Sentimen rumah tangga dan risiko konsumsi:
Jika erosi upah riil berlanjut dan rumah tangga mengurangi pengeluaran, permintaan domestik — komponen utama PDB — dapat melemah, sehingga menghambat pertumbuhan.
Hambatan eksternal:
Yen yang lemah, meningkatnya komoditas global dan biaya impor, serta kemungkinan perlambatan permintaan global menimbulkan risiko lebih lanjut terhadap inflasi harga impor dan pertumbuhan ekspor.
Dukungan pemerintah dan langkah-langkah fiskal:
Subsidi dan program bantuan yang ditargetkan dapat meringankan penderitaan jangka pendek, tetapi pemulihan konsumsi jangka panjang bergantung pada peningkatan pendapatan riil dan kepercayaan diri.
Mengingat dinamika ini, BOJ kemungkinan akan mengambil langkah hati-hati namun berdasarkan data. Kenaikan suku bunga lebih lanjut tidak dapat dikesampingkan — terutama jika inflasi berlanjut dan negosiasi upah menghasilkan kenaikan gaji yang signifikan.

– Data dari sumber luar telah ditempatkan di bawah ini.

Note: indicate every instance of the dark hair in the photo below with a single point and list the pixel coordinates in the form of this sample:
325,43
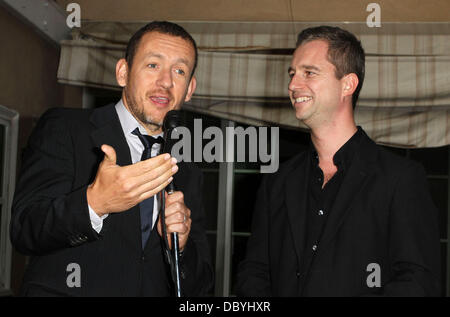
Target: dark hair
163,27
344,52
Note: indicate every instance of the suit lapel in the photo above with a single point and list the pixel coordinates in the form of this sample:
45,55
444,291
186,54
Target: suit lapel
296,202
108,130
361,168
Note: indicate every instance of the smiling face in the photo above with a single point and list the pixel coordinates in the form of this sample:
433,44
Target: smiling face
315,92
159,79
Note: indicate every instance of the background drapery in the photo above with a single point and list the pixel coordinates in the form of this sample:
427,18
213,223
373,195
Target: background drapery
242,73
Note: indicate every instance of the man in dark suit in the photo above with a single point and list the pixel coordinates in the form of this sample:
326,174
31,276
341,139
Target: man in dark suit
86,208
346,218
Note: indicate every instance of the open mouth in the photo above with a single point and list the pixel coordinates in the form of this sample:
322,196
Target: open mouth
161,101
302,99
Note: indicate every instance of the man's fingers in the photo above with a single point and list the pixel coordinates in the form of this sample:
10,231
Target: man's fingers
110,154
153,188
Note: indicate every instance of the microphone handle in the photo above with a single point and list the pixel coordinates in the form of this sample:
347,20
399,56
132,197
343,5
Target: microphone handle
170,189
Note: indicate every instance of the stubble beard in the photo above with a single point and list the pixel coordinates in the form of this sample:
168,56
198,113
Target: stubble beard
140,115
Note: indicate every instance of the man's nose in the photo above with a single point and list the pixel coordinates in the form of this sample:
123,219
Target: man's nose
165,79
296,83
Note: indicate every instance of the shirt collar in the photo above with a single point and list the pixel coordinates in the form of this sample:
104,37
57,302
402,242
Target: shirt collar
128,122
343,157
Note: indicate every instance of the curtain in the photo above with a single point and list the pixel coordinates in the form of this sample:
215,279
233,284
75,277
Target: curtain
242,74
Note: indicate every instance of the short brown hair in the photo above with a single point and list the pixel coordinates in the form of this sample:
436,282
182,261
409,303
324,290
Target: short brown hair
344,52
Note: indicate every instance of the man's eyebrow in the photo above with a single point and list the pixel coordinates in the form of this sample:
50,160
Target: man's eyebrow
307,67
157,55
310,67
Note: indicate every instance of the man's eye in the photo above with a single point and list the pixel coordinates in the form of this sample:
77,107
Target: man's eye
180,72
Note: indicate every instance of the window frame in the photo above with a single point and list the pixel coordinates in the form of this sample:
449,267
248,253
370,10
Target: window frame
10,120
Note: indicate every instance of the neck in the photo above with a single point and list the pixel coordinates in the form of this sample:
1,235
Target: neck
329,138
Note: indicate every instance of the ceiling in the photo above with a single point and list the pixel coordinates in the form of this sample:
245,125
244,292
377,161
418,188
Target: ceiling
261,10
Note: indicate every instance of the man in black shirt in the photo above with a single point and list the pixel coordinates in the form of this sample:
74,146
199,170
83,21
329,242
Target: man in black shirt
345,218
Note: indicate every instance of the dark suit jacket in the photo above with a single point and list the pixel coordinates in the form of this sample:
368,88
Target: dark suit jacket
50,217
383,214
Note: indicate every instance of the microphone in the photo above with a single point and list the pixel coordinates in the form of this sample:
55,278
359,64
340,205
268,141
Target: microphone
171,121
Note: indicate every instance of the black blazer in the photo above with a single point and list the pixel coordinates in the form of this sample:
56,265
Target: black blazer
383,214
50,217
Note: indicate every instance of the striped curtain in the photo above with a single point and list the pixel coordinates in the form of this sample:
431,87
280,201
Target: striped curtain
242,74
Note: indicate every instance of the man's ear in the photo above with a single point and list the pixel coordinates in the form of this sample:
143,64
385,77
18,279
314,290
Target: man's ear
349,84
122,72
191,89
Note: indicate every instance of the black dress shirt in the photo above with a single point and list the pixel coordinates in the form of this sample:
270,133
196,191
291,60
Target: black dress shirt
320,200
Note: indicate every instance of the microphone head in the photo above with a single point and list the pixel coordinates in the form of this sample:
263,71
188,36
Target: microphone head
172,120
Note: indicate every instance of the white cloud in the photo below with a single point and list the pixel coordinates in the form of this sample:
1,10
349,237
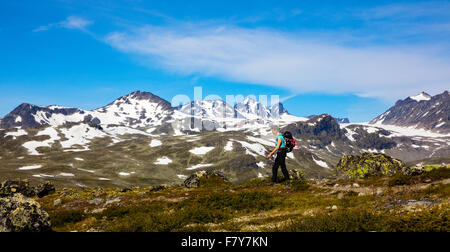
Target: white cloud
72,22
302,64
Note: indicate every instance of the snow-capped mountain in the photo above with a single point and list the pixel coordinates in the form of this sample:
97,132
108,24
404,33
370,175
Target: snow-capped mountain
422,111
251,109
138,109
211,109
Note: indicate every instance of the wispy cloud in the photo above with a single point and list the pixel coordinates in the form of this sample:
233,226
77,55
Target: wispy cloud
295,62
72,22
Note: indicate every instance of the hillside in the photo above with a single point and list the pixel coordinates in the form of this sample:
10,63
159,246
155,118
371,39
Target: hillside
397,203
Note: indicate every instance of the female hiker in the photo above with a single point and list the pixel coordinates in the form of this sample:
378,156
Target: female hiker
280,160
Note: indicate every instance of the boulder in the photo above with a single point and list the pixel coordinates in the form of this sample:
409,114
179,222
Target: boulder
296,174
158,188
10,187
21,214
368,164
44,189
194,180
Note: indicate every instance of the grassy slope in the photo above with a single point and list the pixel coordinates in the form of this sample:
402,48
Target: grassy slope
376,204
134,155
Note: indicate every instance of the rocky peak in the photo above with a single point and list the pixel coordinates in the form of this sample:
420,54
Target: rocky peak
421,97
420,111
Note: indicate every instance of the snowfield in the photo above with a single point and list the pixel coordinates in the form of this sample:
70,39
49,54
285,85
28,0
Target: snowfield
229,146
254,149
31,167
80,135
19,132
155,143
198,166
201,150
163,161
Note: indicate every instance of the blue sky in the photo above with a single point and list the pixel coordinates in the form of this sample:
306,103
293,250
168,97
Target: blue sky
347,58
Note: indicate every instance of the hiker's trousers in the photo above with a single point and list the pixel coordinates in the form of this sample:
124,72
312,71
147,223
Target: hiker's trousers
280,160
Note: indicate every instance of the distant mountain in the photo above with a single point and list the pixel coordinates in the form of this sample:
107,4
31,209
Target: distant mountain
146,110
422,111
138,109
251,109
339,120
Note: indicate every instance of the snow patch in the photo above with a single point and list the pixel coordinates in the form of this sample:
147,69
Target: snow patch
198,166
163,161
31,167
320,163
201,150
229,146
155,143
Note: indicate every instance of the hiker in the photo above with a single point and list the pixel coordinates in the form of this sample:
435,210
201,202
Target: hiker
280,160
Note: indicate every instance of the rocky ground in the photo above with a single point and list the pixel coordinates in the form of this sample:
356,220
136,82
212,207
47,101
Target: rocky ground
409,199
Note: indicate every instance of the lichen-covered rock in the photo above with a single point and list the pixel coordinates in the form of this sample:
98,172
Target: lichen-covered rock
44,189
158,188
368,164
296,174
194,180
413,171
11,187
21,214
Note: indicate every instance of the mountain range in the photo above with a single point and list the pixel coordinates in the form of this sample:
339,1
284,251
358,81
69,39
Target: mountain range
140,139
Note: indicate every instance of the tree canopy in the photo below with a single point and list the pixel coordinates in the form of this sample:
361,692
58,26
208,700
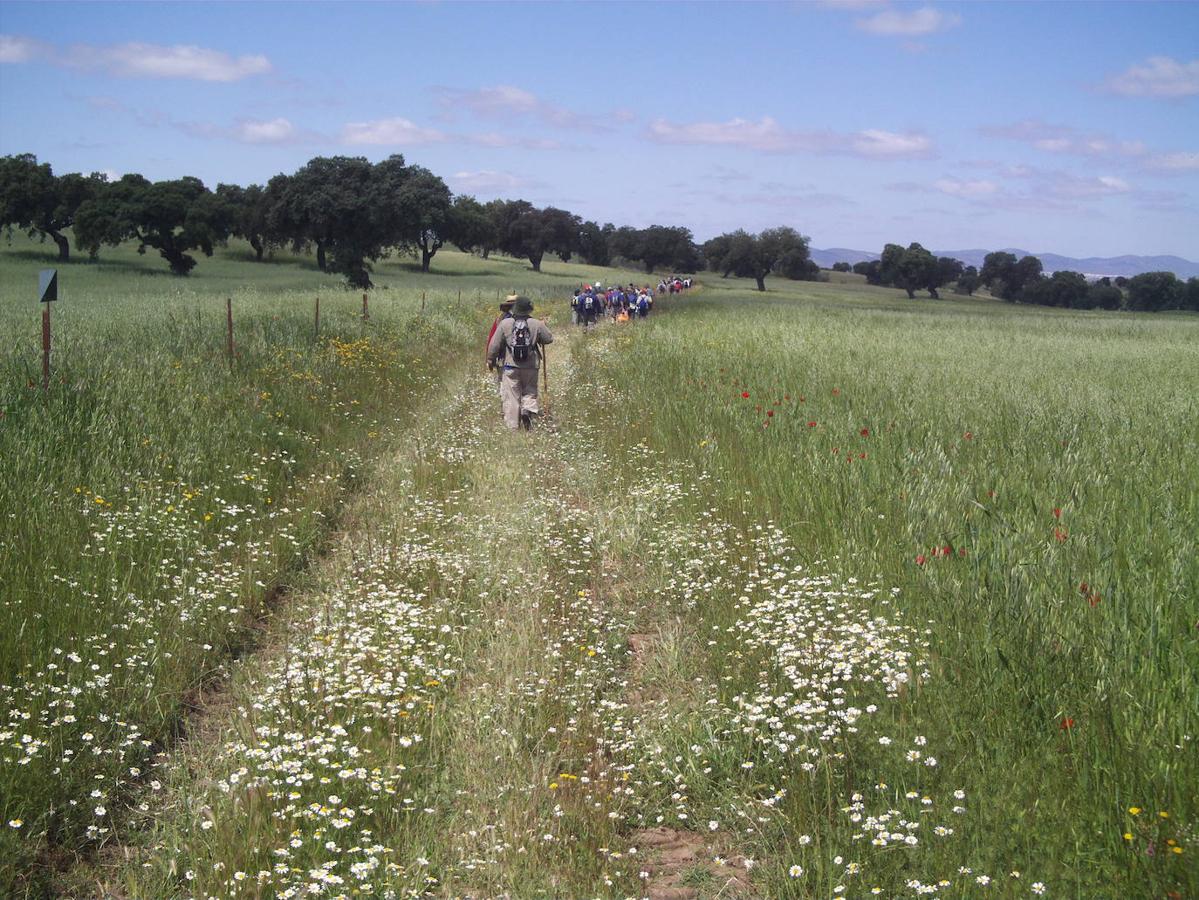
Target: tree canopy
776,249
173,217
37,201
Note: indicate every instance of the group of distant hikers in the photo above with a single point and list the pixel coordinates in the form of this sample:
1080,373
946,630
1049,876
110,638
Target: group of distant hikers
516,345
621,303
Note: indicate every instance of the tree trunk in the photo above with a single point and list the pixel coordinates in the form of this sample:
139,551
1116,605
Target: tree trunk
180,263
64,246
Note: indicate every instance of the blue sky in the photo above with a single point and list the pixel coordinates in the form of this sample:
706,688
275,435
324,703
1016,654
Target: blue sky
1065,127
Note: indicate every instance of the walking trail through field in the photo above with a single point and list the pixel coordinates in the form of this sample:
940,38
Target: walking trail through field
501,682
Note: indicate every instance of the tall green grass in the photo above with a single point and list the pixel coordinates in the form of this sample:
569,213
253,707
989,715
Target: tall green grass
157,493
1029,479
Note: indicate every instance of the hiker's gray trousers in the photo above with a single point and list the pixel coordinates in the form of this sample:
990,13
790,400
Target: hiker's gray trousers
518,393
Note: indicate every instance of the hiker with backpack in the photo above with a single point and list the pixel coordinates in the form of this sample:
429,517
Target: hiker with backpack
505,313
589,309
517,346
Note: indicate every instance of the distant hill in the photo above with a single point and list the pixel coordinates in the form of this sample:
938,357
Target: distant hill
1112,266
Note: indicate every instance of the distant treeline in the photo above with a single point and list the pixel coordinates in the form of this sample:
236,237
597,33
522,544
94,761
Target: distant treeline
350,212
353,212
1023,281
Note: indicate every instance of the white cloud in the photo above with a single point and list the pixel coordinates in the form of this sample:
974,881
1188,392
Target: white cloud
1065,185
275,131
889,145
143,60
390,131
769,136
965,188
138,60
14,48
495,140
1174,162
765,134
895,23
1157,77
487,182
1065,139
507,102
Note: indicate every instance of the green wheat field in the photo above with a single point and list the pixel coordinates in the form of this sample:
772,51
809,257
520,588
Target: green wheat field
812,593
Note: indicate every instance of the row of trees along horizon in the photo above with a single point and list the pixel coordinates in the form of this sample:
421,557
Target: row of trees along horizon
353,212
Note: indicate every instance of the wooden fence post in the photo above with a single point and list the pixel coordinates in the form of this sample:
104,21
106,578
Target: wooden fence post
46,346
229,327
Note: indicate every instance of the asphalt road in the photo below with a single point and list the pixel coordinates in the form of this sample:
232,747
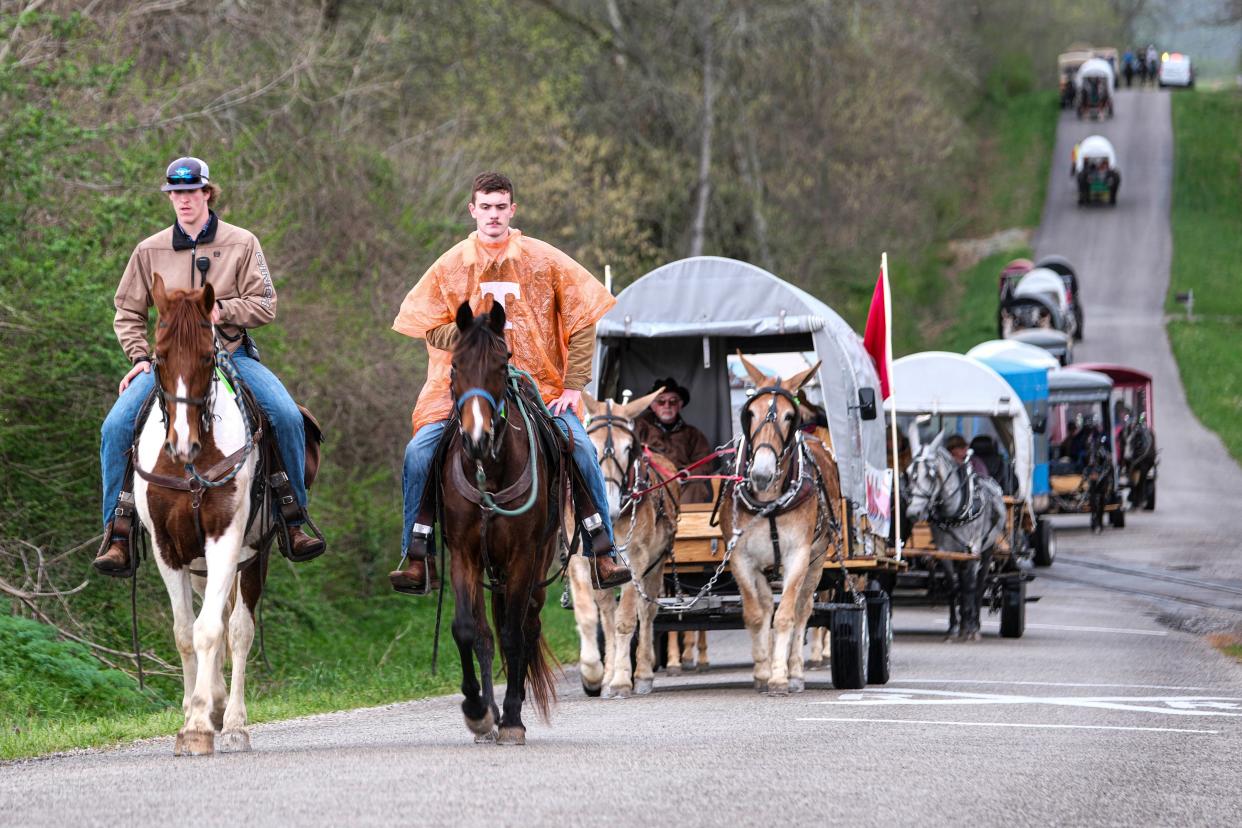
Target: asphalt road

Di saat yang sama, pengetatan yang agresif berisiko menghambat permintaan domestik sebelum konsumsi dan upah pulih secara memadai.
T: Apa arti inflasi inti Tokyo sebesar 2,8% bagi BOJ?
A: Inflasi inti Tokyo sebesar 2,8% menandakan tekanan harga domestik yang berkelanjutan di atas target BOJ sebesar 2%, meningkatkan kemungkinan pengetatan kebijakan dalam waktu dekat karena para pejabat mempertimbangkan ketahanan inflasi terhadap risiko pertumbuhan.
T: Apakah konsumen Jepang mengurangi konsumsi meski ada inflasi?
A: Konsumsi menunjukkan ketahanan yang sederhana: pengeluaran selektif untuk transportasi dan hiburan meningkat, tetapi daya beli riil tertekan oleh kenaikan harga, sehingga rumah tangga berhati-hati dan pola pengeluaran bervariasi di antara kelompok pendapatan.
T: Apakah pasar tenaga kerja cukup kuat untuk menahan inflasi?
A: Dengan pengangguran mendekati 2,6%, pasar tenaga kerja ketat, yang mendukung inflasi yang didorong oleh permintaan; namun, inflasi yang lebih tinggi secara berkelanjutan membutuhkan kenaikan upah yang lebih kuat dan berbasis luas, yang tetap tidak merata di semua sektor.
T: Akankah stimulus meredam inflasi atau lebih membantu rumah tangga?
A: Stimulus sebesar 21,3 triliun yen bertujuan untuk meringankan beban rumah tangga dan mendukung konsumsi; stimulus ini mungkin dapat meringankan sebagian kesulitan jangka pendek tetapi tidak akan serta merta membalikkan inflasi secara luas tanpa adanya perbaikan pertumbuhan upah riil.
T: Indikator apa yang harus diperhatikan investor selanjutnya?
A: Perhatikan CPI nasional (inti dan inti-inti), metrik pertumbuhan upah, pengeluaran rumah tangga bulanan, sentimen Tankan, dan pernyataan BOJ — ini secara kolektif menunjukkan apakah inflasi didorong oleh permintaan dan cenderung bertahan.
Pada akhir tahun 2025, Jepang menghadapi inflasi yang terus-menerus, di samping pengeluaran rumah tangga yang hati-hati dan pertumbuhan upah yang tidak merata. Pasar tenaga kerja tetap ketat, namun pendapatan riil tertekan. Para pembuat kebijakan di BOJ harus menyeimbangkan pengendalian inflasi dengan dukungan konsumsi, karena pertumbuhan berkelanjutan pada akhirnya bergantung pada upah yang lebih kuat dan kepercayaan konsumen yang kembali pulih.
Penafian: Materi ini hanya untuk tujuan informasi umum dan tidak dimaksudkan (dan tidak boleh dianggap sebagai) nasihat keuangan, investasi, atau nasihat lain yang dapat diandalkan. Pendapat yang diberikan dalam materi ini tidak merupakan rekomendasi dari EBC atau penulis bahwa investasi, sekuritas, transaksi, atau strategi investasi tertentu cocok untuk orang tertentu.